The United Nations could not independently verify the alleged killing of children, but continues to investigate such reports, a UN spokesman told FoxNews.com. Terror experts say the danger within the region makes it difficult for the UN and others to confirm some of the reports, but also note that in many instances no verification is needed when the terror group posts graphic photos and claims responsibility for the atrocities.

"The Islamic State clearly has genocidal ambitions and they're creating all sorts of war crimes so nothing would surprise me," Thomas Joscelyn, a senior fellow at the Foundation for Defense of Democracies, told FoxNews.com.

"A war zone makes it very difficult to verify specific atrocities" and "there is some misinformation out there," he said, but added, "Some [reports] don't require verification because the group is claiming responsibility. They post their own war crimes to the Internet."

"The scale of this is something we haven't witnessed in a long time," Joscelyn said of the bloodshed.

Munir Salim Kakish, chairman of the Council of Local Evangelical Churches in the Holy Land, said he has little doubt ISIS is killing Christian children in Iraq.

"They have been hanging children and also putting their heads on posts," said Kakish, who is based in Ramallah and Ramla. "There is nothing this group won't do. They are a barbaric people."

"We have to move fast and with much more power," he said of the U.S. involvement in the region. "Their goal is to wipe out all Christians – approximately 13 million in the Middle East – and that includes children."

"When they finish with Syria and Iraq, they’ll move to Jordan and Lebanon and Palestine and Saudi Arabia," he told FoxNews.com.

The targeting of Iraqi Christians began in July in Mosul -- the northern city where Christians have lived and worshiped for 2,000 years -- when non-Muslims were purged by the jihadist terror group that claims to have established its own nation in the region.

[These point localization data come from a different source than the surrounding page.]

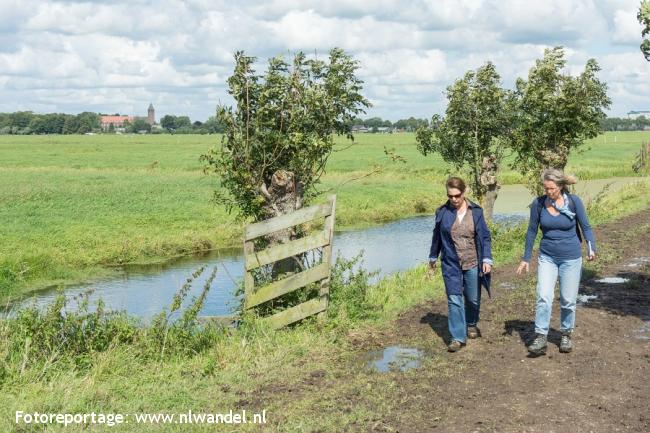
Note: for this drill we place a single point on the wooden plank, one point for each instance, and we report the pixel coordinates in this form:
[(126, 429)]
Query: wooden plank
[(324, 291), (249, 282), (219, 320), (296, 313), (300, 216), (286, 285), (282, 251)]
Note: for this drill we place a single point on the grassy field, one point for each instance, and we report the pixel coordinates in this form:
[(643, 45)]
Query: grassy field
[(73, 206), (298, 375)]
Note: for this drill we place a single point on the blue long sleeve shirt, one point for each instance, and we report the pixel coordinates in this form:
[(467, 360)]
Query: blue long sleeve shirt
[(559, 236)]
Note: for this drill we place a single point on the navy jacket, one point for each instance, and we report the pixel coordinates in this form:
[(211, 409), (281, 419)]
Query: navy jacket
[(442, 244)]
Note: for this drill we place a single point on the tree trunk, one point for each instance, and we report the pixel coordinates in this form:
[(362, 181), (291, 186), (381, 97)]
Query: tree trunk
[(489, 182), (283, 196)]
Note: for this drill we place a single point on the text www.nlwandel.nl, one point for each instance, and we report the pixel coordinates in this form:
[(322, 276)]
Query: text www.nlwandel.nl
[(113, 419)]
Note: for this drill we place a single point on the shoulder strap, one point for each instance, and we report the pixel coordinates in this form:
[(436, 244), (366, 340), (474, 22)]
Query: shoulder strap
[(572, 208), (540, 206)]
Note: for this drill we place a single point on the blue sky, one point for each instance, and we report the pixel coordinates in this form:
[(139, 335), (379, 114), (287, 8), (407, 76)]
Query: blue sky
[(117, 56)]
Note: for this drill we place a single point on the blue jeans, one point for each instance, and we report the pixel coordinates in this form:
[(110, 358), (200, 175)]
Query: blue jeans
[(548, 270), (464, 309)]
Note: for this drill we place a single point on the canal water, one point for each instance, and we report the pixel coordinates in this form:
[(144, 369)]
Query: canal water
[(146, 290)]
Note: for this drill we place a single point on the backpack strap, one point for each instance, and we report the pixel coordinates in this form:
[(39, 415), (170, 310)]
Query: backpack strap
[(572, 208)]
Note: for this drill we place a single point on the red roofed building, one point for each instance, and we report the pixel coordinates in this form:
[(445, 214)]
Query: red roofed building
[(119, 121), (116, 121)]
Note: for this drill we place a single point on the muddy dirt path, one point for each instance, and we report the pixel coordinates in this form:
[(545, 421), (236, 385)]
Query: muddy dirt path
[(493, 385)]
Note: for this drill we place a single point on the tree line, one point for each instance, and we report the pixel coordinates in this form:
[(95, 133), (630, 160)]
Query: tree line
[(624, 124), (280, 132), (27, 122), (373, 123)]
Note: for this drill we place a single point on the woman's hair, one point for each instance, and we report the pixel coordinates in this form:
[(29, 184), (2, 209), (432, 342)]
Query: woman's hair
[(561, 180), (456, 182)]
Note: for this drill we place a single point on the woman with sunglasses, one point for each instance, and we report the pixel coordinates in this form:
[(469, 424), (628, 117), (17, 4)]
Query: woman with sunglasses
[(462, 239), (557, 214)]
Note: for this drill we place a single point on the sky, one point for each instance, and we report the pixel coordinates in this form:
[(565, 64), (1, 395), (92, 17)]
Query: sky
[(118, 56)]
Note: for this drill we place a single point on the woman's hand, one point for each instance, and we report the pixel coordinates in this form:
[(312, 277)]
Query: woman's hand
[(487, 268), (431, 270), (523, 266)]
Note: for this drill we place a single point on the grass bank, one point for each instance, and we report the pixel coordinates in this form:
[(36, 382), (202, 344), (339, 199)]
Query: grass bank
[(74, 206), (299, 376)]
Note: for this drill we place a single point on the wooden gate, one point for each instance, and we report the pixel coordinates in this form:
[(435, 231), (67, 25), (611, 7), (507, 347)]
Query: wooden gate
[(319, 273)]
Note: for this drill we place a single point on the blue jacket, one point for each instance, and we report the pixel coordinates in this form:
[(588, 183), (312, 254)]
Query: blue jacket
[(442, 244), (579, 222)]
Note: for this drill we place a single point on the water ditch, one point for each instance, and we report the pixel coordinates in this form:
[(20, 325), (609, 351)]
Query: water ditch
[(146, 290)]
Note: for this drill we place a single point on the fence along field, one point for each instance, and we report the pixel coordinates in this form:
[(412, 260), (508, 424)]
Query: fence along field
[(319, 273), (74, 206)]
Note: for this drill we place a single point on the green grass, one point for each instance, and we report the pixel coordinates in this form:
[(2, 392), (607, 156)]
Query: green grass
[(309, 378), (73, 206)]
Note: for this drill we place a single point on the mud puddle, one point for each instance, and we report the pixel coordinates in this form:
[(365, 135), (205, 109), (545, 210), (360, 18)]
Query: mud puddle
[(394, 358)]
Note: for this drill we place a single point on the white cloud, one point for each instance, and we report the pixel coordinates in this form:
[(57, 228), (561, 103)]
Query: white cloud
[(627, 29), (118, 56)]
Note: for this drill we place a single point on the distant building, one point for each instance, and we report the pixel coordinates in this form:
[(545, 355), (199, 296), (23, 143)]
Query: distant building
[(116, 121), (637, 113), (151, 115), (119, 121)]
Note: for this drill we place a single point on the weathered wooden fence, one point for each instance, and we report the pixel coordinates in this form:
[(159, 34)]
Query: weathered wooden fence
[(320, 273)]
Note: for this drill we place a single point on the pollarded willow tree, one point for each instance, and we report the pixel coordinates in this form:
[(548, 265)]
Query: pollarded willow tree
[(281, 131), (556, 113), (644, 18), (470, 136)]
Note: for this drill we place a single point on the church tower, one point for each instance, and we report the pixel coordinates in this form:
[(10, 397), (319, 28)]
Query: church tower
[(151, 115)]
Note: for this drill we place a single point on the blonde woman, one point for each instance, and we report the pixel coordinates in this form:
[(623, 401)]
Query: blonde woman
[(560, 216)]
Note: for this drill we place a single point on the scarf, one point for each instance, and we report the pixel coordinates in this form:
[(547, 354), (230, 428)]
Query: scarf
[(564, 209)]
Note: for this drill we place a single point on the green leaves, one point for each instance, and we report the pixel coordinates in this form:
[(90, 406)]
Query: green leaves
[(477, 116), (644, 18), (283, 120), (555, 113)]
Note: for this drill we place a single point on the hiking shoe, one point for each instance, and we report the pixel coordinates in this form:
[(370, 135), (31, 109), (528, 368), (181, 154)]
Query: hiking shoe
[(454, 346), (566, 345), (538, 346)]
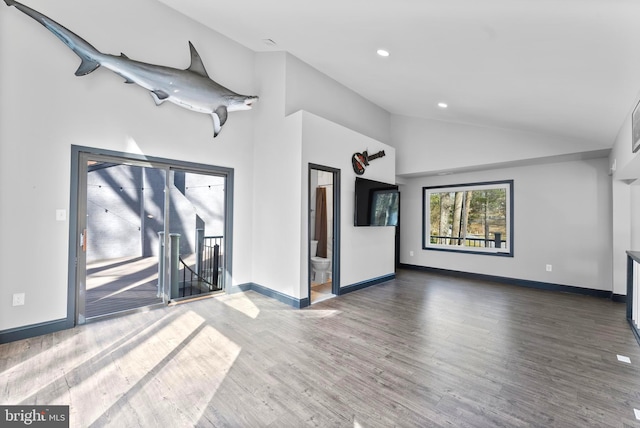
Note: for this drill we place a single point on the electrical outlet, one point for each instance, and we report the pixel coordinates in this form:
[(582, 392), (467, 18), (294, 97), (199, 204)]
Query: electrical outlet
[(18, 299)]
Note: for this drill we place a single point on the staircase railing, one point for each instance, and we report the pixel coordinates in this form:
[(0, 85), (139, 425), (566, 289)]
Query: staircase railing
[(194, 284)]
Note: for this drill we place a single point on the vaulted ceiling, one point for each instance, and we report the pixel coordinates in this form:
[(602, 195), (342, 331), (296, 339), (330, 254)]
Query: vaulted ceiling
[(568, 68)]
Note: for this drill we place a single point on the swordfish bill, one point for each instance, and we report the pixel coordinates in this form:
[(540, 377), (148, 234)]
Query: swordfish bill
[(191, 88)]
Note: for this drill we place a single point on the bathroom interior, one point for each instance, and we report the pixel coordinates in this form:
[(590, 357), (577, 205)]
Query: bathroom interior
[(321, 234)]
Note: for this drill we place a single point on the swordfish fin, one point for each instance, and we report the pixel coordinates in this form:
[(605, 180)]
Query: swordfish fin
[(196, 62), (219, 118), (86, 67), (159, 96), (87, 53)]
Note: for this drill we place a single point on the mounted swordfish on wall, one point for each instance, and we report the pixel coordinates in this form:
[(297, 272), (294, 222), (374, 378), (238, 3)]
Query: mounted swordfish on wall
[(191, 88)]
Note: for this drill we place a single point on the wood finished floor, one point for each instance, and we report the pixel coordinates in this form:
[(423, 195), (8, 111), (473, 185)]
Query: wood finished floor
[(419, 351)]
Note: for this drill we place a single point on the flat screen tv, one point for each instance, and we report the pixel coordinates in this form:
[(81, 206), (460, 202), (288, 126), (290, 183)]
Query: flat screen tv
[(377, 203)]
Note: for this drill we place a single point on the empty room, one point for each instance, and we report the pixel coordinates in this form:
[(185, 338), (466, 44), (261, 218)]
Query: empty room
[(285, 214)]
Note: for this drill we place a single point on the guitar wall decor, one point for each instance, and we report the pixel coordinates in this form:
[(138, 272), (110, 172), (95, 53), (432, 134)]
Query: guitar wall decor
[(361, 160)]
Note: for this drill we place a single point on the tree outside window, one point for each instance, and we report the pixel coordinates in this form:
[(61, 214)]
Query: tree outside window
[(473, 217)]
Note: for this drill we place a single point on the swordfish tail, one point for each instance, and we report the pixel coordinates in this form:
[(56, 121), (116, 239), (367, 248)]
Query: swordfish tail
[(88, 54)]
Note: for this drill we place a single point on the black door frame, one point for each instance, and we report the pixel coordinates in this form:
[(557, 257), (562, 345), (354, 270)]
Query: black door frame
[(77, 154), (335, 256)]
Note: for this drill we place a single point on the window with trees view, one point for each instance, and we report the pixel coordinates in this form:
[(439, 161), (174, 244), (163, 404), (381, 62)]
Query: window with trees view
[(473, 217)]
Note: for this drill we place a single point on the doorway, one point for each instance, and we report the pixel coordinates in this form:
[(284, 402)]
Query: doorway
[(324, 233), (126, 212)]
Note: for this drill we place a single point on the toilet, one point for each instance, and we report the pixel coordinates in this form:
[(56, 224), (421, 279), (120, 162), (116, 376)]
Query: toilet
[(319, 265)]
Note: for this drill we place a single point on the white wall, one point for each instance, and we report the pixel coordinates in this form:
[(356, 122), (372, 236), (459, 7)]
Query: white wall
[(562, 217), (625, 166), (284, 146), (312, 91), (430, 145), (366, 252), (44, 109)]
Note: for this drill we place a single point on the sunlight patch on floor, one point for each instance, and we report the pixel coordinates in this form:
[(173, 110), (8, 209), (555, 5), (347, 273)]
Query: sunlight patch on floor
[(241, 303)]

So far, the U.S. has mounted air strikes on ISIS positions and dropped food and other humanitarian aid to religious minorities seeking refuge from ISIS. The United Kingdom has joined in the aid drops, but Prime Minister David Cameron is under increasing pressure at home to join in the strikes as Iraq's army and the Kurdish Peshmerga fighters battle the ISIS army, estimated at about 10,000.